I came across the name Forrest Kinney and his improvisation method Pattern Play quite often over the last few years, but only recently did I actually try it out and am very happy I did! Improvisation has always fascinated me but I found it almost impossible to pass my enthusiasm on to others.
Then I found Pattern Play. Forrest Kinney developed a fantastic tool for learning and experiencing creativity at the piano. His idea is to go from duet to solo in a systematic and carefully constructed path that starts at the very beginning and goes a long way.
Since I discovered this method it has become one of the piano lesson highlights for a large number of my students. After reading and playing music others have written, it is thrilling and fun for them to create music of their own.
Duet to solo
Instead of pushing the student into the water and hoping they will begin to swim, in Pattern Play the teacher gets into the (musical) water with the student: First the teacher supports the student and helps them get used to the feeling of the water, then they help the student float and when the student discovers they can swim the two of them can either swim together or each one can go their own way.
In other words, the first stage of the improvisation is done with the teacher playing the given pattern (which can also be altered and changed of course) while the student plays freely in the upper register on a group of set keys: blacks, specific white keys or a simple combination.

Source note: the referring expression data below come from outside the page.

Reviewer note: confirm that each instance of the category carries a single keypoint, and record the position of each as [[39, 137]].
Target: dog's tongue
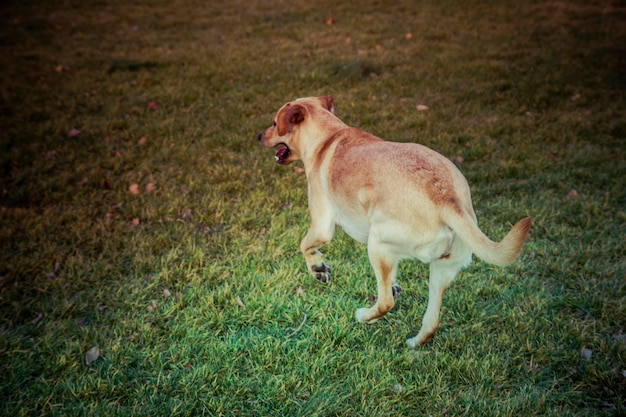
[[282, 153]]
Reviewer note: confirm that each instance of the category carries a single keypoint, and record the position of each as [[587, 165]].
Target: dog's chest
[[356, 227]]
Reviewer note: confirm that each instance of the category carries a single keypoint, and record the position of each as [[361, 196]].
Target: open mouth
[[282, 153]]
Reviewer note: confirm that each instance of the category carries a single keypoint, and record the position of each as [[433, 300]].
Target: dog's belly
[[357, 230]]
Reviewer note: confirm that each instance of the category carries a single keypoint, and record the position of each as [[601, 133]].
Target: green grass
[[196, 310]]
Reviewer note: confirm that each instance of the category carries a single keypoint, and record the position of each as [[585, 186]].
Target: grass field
[[139, 215]]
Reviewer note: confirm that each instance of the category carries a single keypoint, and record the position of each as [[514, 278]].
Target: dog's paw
[[321, 273], [412, 342], [396, 290], [362, 314]]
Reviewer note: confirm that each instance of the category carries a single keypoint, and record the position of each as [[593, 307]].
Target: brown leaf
[[37, 319], [184, 214], [92, 355]]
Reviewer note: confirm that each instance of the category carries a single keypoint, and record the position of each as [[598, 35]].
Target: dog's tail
[[498, 253]]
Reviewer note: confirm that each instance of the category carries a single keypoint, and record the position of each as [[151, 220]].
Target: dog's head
[[296, 126]]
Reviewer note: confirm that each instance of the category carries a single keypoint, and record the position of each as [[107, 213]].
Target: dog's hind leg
[[385, 267], [442, 273]]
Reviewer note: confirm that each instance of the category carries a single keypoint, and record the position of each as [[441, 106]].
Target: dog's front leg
[[317, 236], [385, 267], [320, 232]]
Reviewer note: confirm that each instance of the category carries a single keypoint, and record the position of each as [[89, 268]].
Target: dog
[[403, 199]]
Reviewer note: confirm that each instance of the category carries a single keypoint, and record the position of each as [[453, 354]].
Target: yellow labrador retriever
[[403, 199]]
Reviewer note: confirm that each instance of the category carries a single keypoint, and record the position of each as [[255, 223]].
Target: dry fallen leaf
[[92, 355], [184, 214], [37, 319], [239, 302]]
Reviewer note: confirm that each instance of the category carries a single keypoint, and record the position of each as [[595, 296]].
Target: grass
[[192, 286]]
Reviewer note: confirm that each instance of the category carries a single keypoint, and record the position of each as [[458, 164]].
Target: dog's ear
[[292, 115], [327, 103]]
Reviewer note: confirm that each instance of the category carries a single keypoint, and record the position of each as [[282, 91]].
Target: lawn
[[149, 261]]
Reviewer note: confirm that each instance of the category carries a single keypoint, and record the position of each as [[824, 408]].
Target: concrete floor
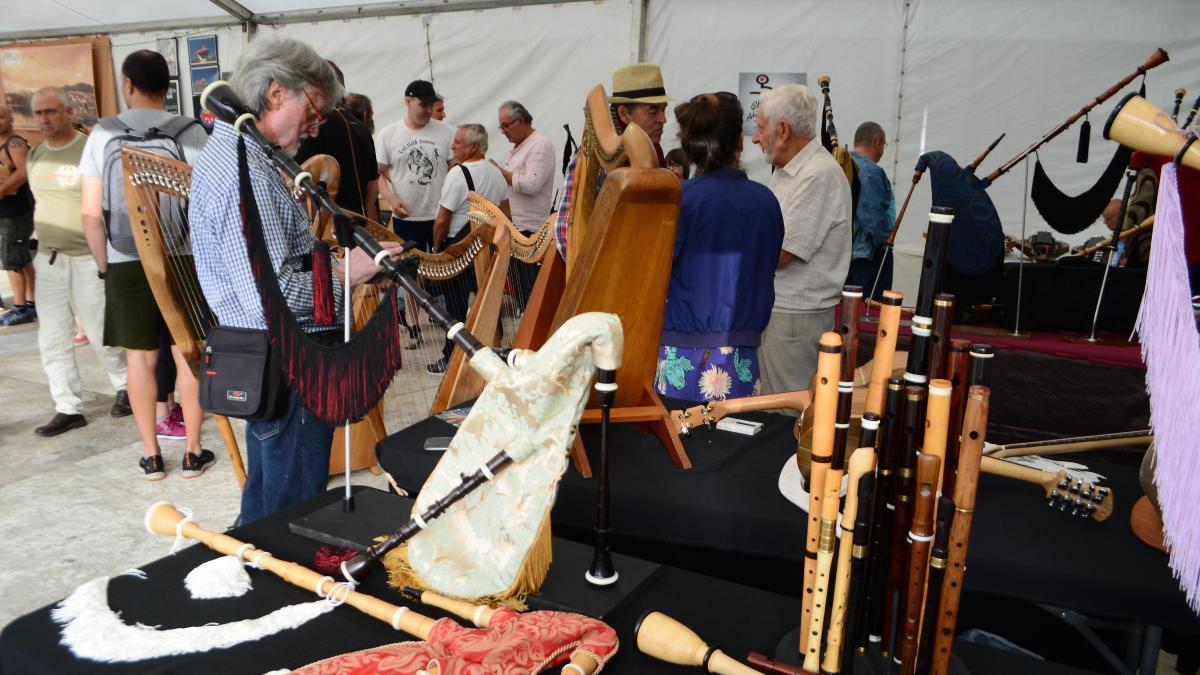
[[75, 502]]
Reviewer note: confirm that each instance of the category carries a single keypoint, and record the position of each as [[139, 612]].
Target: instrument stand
[[564, 589], [1020, 269], [873, 662], [651, 416]]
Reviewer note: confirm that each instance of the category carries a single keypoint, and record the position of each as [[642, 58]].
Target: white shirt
[[815, 197], [417, 163], [532, 163], [489, 181]]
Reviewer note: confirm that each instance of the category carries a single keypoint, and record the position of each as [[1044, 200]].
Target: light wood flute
[[825, 404], [666, 639], [861, 463], [975, 425], [165, 519], [922, 536]]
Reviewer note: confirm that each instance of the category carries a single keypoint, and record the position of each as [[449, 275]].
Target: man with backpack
[[132, 321]]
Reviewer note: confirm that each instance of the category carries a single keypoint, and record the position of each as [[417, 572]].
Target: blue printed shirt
[[219, 245], [723, 276], [876, 208]]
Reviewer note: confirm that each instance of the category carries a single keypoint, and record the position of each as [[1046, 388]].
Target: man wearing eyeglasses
[[413, 155]]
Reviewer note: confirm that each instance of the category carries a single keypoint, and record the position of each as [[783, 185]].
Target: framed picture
[[172, 102], [169, 49], [203, 77], [202, 51]]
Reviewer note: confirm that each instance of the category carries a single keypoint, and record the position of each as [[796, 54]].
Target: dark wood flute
[[934, 584], [825, 411], [940, 338], [979, 371], [975, 426], [882, 508], [861, 464], [919, 538], [1156, 59], [957, 372], [856, 604], [911, 437]]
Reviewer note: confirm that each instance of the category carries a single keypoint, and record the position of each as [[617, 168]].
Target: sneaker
[[153, 469], [60, 423], [196, 465], [171, 425], [17, 316]]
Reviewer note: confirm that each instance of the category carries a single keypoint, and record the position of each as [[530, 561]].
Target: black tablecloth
[[737, 617], [727, 518]]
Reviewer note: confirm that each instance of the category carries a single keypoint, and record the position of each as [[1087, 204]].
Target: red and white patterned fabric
[[514, 644]]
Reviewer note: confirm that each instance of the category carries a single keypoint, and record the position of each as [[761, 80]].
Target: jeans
[[287, 461]]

The second foundation of the method is the pattern concept. The lower part is based on a simple pattern that is repeated for a while, until it is time for a change: the so called Vacation part is a diversion from the first pattern, and after a short visit to this other place, you return "home". This simple ABA structure is easy to follow and grasp, so you always know where you are and don't feel lost.
Every piece in Forrest Kinney's method can be played as a duet or as a solo. The duets don't have to be played necessarily with a teacher. There are many options and suggestions for each of the parts so that people at all levels can play them successfully.
Once the student feels comfortable improvising in the upper register they can switch to the lower side and play an easier version of the pattern with the teacher playing on top. The last stage has the student improvising all on their own, and it is indeed an exciting moment when this happens for the first time!
The pieces are in different styles: some are relatively free from tonality and have no beat, some have a New Age feel, there are Blues and Jazz pieces and there are World Music pieces in the style of different cultures and countries. Thanks to the the very clear and inspiring instructions the pieces sound amazingly good even when using the most basic building blocks.
"Pattern Play" consists of 6 books and two levels of "Create First!" that were recently added on to the series.
I think every person is happy to discover the creative side in themselves, and in working through these books every person actually can find this place of creativity.
In his introduction to Pattern Play 1 Forrest writes :"making music with Patterns- either alone or with others- can be wonderful. You never know what is going to happen next. Surprise and discoveries are always in the air". And one more quote from the end of the same book: "What we can discover in music (and ourselves) is infinite"
The next pianoways post will host Forrest Kinney where he will share some thoughts on music and improvisation.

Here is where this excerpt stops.